Suddenly, a pit droid was trying to kill Reynold, but that's because he touched it.

"Hey stupid, hit the nose!" ordered Homestar.

"Thanks," thanked Reynold as he was about to do that, when the pit droid bopped Reynold in the nose, sending him into a wall.

In the junkyard behind the shop, The Cheat showed Coach Z the generator.

"Here it is, the hyper drive generator for your Nubian. Guess what? I'm the only one in this planet who has this! But you might need to buy a new ship. It would be cheaper, so pay up!" ordered The Cheat.

"Okay the Chort. I have 20,000 Repooblican Credits," said Coach Z.

"What? I need real money!" shouted The Cheat.

So Coach Z waved his hand to use the Force on The Cheat, "Repooblican Credits will work."

"No they won't!"

So Coach Z tried again, "Repooblican Credits will work!"

"No they won't! What are you, some sorta Jedi? Waving your hand like a moron? I need real money! Not the credit crap! No money, no parts, no deal! And no way to fix your dumb ship!" retorted The Cheat.

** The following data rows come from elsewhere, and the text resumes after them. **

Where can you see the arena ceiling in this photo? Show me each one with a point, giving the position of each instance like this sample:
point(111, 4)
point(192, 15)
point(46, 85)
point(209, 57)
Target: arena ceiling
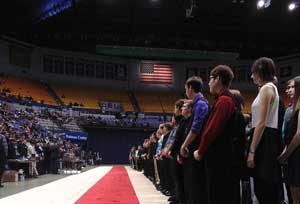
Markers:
point(216, 25)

In the shop, Marzipan and Homestar continued having their conversation. Aw…

"So I wouldn't have lasted long if I wewen't so good at fixing cwap. I made a dwoid!" explained Homestar.

Then Coach Z and Homsar arrived.

"We're going," announced Coach Z.

"Okay, bye Homestar," said Marzipan as she, Coach Z, Homsar, and the beaten-up Reynold left.

"Bye Mawzipan!" shouted Homestar.

"Outlanders, they think they're so smart, but they're dumb!" said The Cheat.

"I think they'we nice," said Homestar.

"Clean the racks, change your mind, and you get the day off," ordered The Cheat.

"Yay!" cheered Homestar as he went to the racks, not knowing that there weren't any racks in the shop, just piles of junk.